Antike: Lehre von der Bedeutung der Erscheinungen allgemein und besonders sprachlicher Botschaften (abgeleitet vom Götterboten Hermes)
In der jüdisch-christlichen Tradition entwickelt als Methode der Auslesung der Bibel (als ‚Botschaft‘ Gottes) nach dem Vierfachen Schriftsinn:
- Literalsinn: wörtliche, geschichtliche Auslegung
- Typologischer Sinn: dogmatisch-theologische Auslegung der Entsprechungen von Altem und Neuem Testament.
- Tropologischer Sinn: moralische Sinnebene, Bedeutung für den Einzelnen in der Gegenwart
- Anagogischer Sinn: endzeitlich-eschatologische Auslegung
Hermeneutik seit 1800
Geprägt durch Schleiermacher & Schlegel
- Orientierung an Autor:innenschaft als schöpferischer Geist
- Transzendierung der (Text-)Zeichen und (Realitäts-)Erscheinungen auf einen ‚tieferen‘ Sinn hin.

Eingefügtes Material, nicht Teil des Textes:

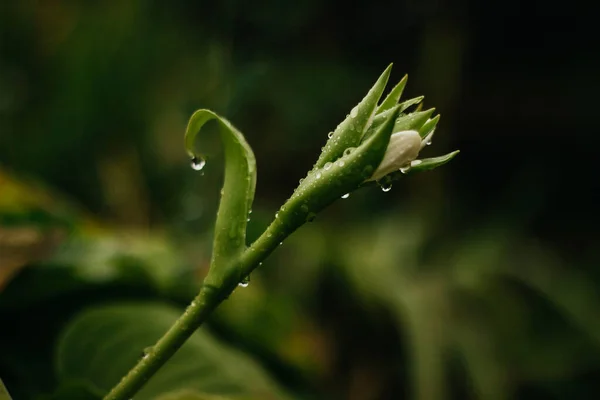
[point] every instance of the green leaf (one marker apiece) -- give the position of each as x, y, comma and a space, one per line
325, 185
392, 98
103, 343
192, 395
3, 392
237, 193
350, 131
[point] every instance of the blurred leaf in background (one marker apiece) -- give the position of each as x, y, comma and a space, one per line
476, 281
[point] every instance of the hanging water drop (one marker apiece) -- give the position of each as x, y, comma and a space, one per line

- Werk als organisches Ganzes: Beziehung der einzelnen Stellen zum Ganzen (hermeneutischer Zirkel).
- Bedeutung des Textes für die Gegenwart im geschichtlichen Horizont und in Bezug auf die überzeitliche Idealität.
Rhetorik
Schematische Lehre der fünd Entstehungsschritte bzw. Analyseschritte (Cicero & Quintilian: universale Sprachpädagogik) (Mittelalter: Teil der sieben Artes liberales)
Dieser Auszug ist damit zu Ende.